Lansdale Borough is ready to talk trash – again – in 2012.
Administration and finance chairman Dan Dunigan announced at the council work session Wednesday that the committee will consider the concept of a single trash hauler for the borough, prompted by Code Enforcement Committee Chairman Paul Clemente.
“It’s widely used, and there are lots of benefits from the environmental/noise side of things to the impact on the streets with 35-ton trucks going down them,” Dunigan said. “Nothing is set in stone.”
The last time the borough discussed the single trash hauler concept was between 2005 and 2007.
In September 2005, the borough hired firm Gannett-Fleming to develop a Municipal Waste and Recycleables Collection study, which cost $17,500. Of that, $7,500 was a grant from the Solid Waste Association of America.

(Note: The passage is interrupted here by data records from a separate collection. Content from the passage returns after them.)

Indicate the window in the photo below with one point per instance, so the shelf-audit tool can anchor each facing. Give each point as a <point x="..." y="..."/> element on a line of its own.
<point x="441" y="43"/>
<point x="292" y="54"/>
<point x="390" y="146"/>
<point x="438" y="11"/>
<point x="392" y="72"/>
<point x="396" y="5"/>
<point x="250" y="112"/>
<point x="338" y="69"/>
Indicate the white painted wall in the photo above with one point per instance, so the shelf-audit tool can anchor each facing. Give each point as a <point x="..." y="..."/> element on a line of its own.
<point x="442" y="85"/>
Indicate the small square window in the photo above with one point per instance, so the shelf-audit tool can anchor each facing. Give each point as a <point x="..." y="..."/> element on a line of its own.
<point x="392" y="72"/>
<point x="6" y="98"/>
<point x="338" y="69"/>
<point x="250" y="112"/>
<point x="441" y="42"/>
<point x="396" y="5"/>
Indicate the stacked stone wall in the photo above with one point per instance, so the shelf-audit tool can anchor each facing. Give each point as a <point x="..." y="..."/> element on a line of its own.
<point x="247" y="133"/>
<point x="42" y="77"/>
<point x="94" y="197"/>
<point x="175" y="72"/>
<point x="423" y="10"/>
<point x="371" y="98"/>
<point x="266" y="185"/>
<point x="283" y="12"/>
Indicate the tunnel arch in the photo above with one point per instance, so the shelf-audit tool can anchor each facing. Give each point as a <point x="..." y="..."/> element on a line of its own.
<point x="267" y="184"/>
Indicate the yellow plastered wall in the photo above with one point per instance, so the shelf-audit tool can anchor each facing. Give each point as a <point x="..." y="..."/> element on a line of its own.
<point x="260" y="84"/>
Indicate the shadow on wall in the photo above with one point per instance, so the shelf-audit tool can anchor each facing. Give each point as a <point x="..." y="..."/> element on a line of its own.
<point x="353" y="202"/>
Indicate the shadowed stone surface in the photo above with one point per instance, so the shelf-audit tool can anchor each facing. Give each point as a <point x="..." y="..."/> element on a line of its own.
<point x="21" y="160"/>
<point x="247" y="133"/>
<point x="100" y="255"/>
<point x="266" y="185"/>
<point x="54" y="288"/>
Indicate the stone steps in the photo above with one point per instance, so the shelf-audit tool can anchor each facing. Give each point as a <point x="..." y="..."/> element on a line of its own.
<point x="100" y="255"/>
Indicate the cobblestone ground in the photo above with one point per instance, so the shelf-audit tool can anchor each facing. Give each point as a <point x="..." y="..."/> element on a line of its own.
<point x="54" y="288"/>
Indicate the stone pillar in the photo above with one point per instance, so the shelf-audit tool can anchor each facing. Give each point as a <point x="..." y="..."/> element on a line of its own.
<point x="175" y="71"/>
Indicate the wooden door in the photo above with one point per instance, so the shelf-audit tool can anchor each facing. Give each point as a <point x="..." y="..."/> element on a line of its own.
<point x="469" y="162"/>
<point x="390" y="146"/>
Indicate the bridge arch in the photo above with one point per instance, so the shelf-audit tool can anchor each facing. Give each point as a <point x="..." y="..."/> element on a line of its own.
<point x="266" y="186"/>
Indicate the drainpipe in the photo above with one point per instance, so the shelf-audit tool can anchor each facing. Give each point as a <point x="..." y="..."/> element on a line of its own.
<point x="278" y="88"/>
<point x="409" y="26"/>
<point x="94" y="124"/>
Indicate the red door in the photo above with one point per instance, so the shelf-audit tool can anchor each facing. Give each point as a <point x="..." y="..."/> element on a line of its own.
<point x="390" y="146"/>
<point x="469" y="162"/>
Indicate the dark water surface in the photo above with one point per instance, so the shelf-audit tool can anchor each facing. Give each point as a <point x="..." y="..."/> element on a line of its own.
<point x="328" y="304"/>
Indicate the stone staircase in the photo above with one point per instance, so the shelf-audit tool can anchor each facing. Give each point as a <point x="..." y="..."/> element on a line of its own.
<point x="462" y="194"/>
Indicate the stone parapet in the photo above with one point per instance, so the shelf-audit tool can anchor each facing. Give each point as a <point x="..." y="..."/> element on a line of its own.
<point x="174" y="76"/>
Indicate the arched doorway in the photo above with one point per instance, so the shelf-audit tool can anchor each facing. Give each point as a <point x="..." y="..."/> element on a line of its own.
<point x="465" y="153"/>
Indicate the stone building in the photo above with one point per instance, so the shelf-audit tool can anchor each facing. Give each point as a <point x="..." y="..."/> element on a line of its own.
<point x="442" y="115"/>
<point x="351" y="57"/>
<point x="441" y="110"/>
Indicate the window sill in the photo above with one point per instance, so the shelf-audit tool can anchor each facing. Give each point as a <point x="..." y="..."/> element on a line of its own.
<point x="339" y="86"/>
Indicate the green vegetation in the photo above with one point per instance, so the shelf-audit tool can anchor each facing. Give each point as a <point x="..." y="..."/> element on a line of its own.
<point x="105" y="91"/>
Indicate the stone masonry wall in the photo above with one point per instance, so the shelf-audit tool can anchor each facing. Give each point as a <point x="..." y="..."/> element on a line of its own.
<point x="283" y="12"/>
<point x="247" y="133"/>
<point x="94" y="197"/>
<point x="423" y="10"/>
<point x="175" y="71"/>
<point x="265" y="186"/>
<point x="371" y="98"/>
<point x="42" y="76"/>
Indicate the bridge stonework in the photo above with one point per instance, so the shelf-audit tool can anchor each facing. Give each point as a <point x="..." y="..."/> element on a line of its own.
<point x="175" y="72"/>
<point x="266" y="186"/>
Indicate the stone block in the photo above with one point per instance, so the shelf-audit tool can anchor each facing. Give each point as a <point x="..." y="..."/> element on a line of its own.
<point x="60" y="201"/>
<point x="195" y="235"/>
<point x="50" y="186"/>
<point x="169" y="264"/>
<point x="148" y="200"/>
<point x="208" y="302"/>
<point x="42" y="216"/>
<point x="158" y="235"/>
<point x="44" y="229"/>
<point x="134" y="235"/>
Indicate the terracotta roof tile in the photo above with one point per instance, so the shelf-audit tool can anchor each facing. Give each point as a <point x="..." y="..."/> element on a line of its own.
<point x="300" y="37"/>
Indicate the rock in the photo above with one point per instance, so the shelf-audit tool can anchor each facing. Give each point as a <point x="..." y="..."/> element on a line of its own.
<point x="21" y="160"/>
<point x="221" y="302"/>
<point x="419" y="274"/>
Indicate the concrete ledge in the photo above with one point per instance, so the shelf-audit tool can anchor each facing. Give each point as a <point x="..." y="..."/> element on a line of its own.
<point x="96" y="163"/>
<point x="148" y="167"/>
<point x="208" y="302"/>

The study was a result of a series of public meetings in 2003 that determined residents wanted the borough to deal with the uneven, pothole-riddled alleyways, most of which are privately owned.
It was thought that the alleyways were deteriorating and in disrepair due to, at the time, the four main trash haulers that traversed the alleys to pick up trash twice a week.
The concept eventually died in the public works committee in 2007, according to a Sept. 15, 2007 article in The Reporter.
The chairman of the Public Works Committee in 2007, Len Schmidt, was quoted as saying the concept didn’t leave committee because “we didn’t find a benefit to the borough at large.”
Schmidt said a recommendation, as far as implementation, could not be reached, according to the article. Neighbors, he said, could do the concept amongst themselves. There wasn’t a pressing need for local government to be involved in it, according to Schmidt.
Fast forward to Wednesday night, where Clemente said he was prompted to bring up the concept again after several constituents have complained about damage to their alleyways. He said constituents believe the trucks are also causing disruption in their children walking to school, sparking concerns for their safety.
“I had a copy of the Gannett study and I did some research. We are one, if not the only one, of a few boroughs in Montgomery County that does not use this single hauler system,” Clemente said. “For public safety reasons, for infrastructure reasons, for environmental reasons, we considered looking into it.”
Clemente couldn’t think of a downside of a single hauler, after reading the study.
There are five main trash haulers that serve Lansdale Borough: Republic Services, formerly Allied Waste; Interstate Waste Services, formerly Ches-Mont Disposal; Waste Management; J.P. Mascaro & Sons; and Horizon Waste Service.
“I don’t know why it wasn’t pursued at the time,” he said. “The study done then was commissioned by the former manager.”
He said there are compelling reasons for exploring the concept.
“The whole point is to explore the possibility and see if we can come up with benefits to the borough,” he said.
Clemente thinks this is the right time to pursue the concept, since federal and state grant money has been drying up for roads preservation.
“There are some significant benefits if we do decide to move forward, if they are proven to be true,” he said.
There is one major issue with a single trash hauler that has plagued other municipalities that have broached the issue, like North Wales Borough and Hatfield Township – the freedom of choice.
Residents want the right to choose the company that hauls away their dinner scraps, dirty diapers and empty beer cans.
It was the same issue that the council five years ago was ready to face; they had opponents that hated not having competition, as there was the threat of higher prices and lower-quality service.
Clemente said he understood that point.
However, he hoped the residents know that council would not do anything to put an onerous burden on them.
“I filter any decision I make regarding the action of the borough through the lens of what’s in the best interest of the borough,” Clemente said. “There’s no choice in electricity at this point either.”
Trash has nothing to do with electric, but Clemente sees the cost and service associated with each being a common factor.
“It’s well known that we have the best electrical service in the area. I know that in several recent very bad storms we’ve been up and running for hours, and some people in surrounding communities have not been up and running for days,” he said. “I see it along those same lines. It’s just to explore the possibility at this point.”
If the concept moves along in committee, then there can be further discussions on how and when trash and recyclables will be collected.
“I think, by and large, the majority of folks out there would have to agree with the benefits of the program,” Clemente said. “If in fact we get to that point, based on research and the study I’ve seen, there are some compelling reasons.”
Discussion would begin in January with the newly-formed council.
“We will pick this up in January and continue the conversation in a robust manner,” he said.